Q: Can I make this salad ahead of time?
A: Yes, you can prepare it up to 4 hours in advance. Keep it refrigerated and give it a quick toss before serving.
Q: Is this salad spicy?
A: The recipe has a mild heat from the gochugaru. Adjust the amount to your preference or omit it for a non-spicy version.
Q: Can I use fresh seaweed instead of dried?
A: While dried seaweed is traditional, you can use fresh if available. Skip the soaking step and adjust the quantity as fresh seaweed is less concentrated in flavor.
• For a more authentic taste, use Korean soy sauce (ganjang) if available.
• Adjust the amount of gochugaru to your preferred spice level.
• If wakame or miyeok are unavailable, you can substitute with other types of edible seaweed like hijiki or arame, adjusting soaking times as needed.
• This salad is naturally gluten-free if using gluten-free soy sauce.
• For a vegan version, use agave syrup instead of honey.
• Choose vibrant, pliable seaweed without any signs of moisture or mold.
• This dish contains seafood (seaweed) and soy, which are common allergens.
Serve chilled or at room temperature in individual bowls or as a side dish.
Store leftovers in an airtight container in the refrigerator for up to 2 days. The texture may change slightly, but the flavor will remain.
Prepare the dressing while the seaweed is soaking to save time. Julienne the carrots and slice the bell pepper during this time as well.
- Don't oversoak the seaweed, or it may become too soft and lose its pleasant texture.
- Taste and adjust the seasoning before the final toss, as the saltiness of different soy sauces can vary.
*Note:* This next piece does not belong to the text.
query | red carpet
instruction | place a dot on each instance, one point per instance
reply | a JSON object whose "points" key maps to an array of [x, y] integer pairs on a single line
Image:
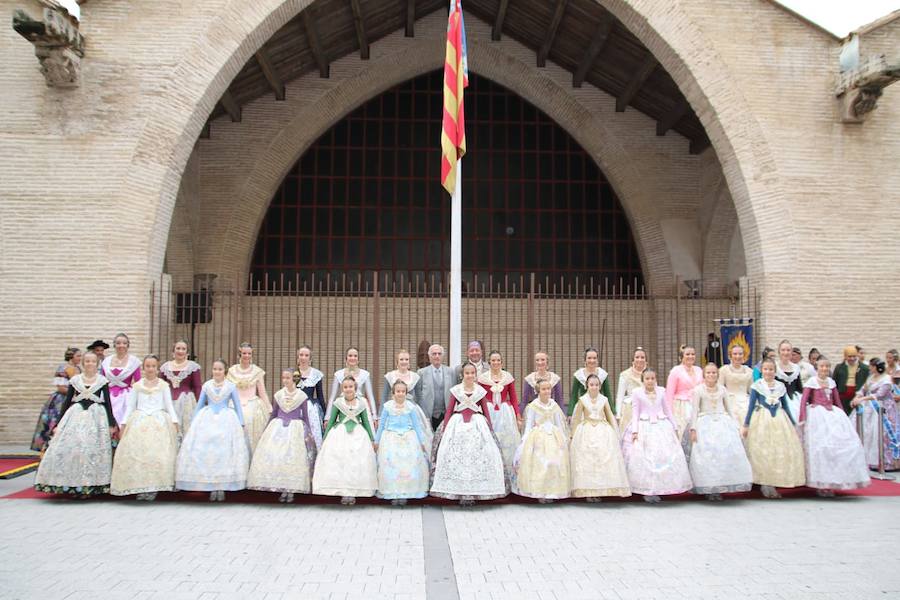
{"points": [[878, 488], [14, 466]]}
- For a crunchier texture, add the carrots and bell pepper just before serving.
For added protein, toss in some cooked and cooled edamame or cubed tofu. For a spicier version, increase the amount of gochugaru or add a drizzle of gochujang (Korean red chili paste).
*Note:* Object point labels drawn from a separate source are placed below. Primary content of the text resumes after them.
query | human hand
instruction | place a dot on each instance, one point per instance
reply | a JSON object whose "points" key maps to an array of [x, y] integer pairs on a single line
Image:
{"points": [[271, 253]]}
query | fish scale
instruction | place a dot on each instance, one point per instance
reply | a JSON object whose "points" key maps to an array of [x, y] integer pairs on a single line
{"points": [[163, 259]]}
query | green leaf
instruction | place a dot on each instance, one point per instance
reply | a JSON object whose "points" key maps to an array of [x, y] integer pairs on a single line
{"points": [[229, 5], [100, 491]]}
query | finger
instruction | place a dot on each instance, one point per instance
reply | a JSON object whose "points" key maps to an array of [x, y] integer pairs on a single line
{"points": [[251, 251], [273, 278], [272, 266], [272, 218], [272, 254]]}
Serve as a side dish with grilled fish or Korean barbecue. Pair with a cold Korean beer or a crisp white wine like Sauvignon Blanc.
This refreshing salad is particularly enjoyable during spring and summer, but can be made year-round.
Contains soy and seafood (seaweed). May contain traces of sesame. Use gluten-free soy sauce for a gluten-free version.